That picturesque little hamlet down on State Route 12 just over the Broome-Chenango border is Chenango Forks. It is so named because it lies on the confluence (the fork) of the Chenango and Tioughnioga rivers. Mercifully, it is not called Tioughnioga Forks. A few decades ago a tavern there was called the “Last Chance.” I often wondered, last chance for what?
Historically, the confluence was an important switching point for the Indians. They took the Tioughnioga to go to Onondaga and the Chenango to go to Oneida (Souvenirs January 16, 2006). The confluence was the apex of the famous Chenango Triangle, whose northern base was a line between the Tioughnioga River on the west and the Chenango River on the east. The current towns, or parts thereof, of Smithville, Greene, and Oxford were once in the Triangle. The Broome towns of Lisle, Barker, and the aptly named Triangle were also. In 1798, the Triangle was originally split into two parts by a straight line between the practical midpoint of the base and the confluence. This midpoint was the southeastern corner of what was the Military Tract and then became Onondaga County. The western part stayed in what was then Tioga County and the eastern part went to the newly formed Chenango County.

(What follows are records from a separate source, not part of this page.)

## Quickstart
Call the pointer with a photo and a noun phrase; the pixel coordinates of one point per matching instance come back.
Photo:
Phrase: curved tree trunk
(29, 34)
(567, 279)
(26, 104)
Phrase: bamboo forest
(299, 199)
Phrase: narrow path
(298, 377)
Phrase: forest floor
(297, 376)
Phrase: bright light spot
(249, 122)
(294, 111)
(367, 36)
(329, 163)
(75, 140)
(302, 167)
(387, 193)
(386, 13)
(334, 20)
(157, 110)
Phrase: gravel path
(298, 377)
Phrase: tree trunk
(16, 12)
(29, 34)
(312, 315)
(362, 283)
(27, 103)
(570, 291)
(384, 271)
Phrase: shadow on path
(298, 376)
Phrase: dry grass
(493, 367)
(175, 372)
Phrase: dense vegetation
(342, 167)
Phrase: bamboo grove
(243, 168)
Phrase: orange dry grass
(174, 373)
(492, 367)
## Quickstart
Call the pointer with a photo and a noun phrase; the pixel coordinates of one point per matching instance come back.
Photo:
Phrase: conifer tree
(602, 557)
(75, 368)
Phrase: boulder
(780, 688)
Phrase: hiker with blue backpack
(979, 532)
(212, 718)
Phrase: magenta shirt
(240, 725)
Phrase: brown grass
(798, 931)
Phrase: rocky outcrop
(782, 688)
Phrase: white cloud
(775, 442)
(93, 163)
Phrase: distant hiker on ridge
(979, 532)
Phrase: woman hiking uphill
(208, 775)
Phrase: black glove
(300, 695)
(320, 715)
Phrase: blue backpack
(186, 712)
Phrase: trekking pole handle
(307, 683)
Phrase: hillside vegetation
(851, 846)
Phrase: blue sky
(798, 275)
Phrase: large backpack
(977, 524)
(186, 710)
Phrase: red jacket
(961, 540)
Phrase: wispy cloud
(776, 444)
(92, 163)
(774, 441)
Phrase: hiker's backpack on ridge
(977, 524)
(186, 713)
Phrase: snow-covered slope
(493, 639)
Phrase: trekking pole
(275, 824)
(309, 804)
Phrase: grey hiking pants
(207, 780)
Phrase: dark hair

This Triangle is one reason why the southern towns of Chenango County are shaped so differently from the northern towns, which were originally the neat, boxy Twenty Towns.
In 1798, the southeast corner of Onondaga County was where the three counties of Broome, Chenango, and Cortland meet today. (I wrote about my adventures finding that marker in a Souvenirs article on November 7, 2005.)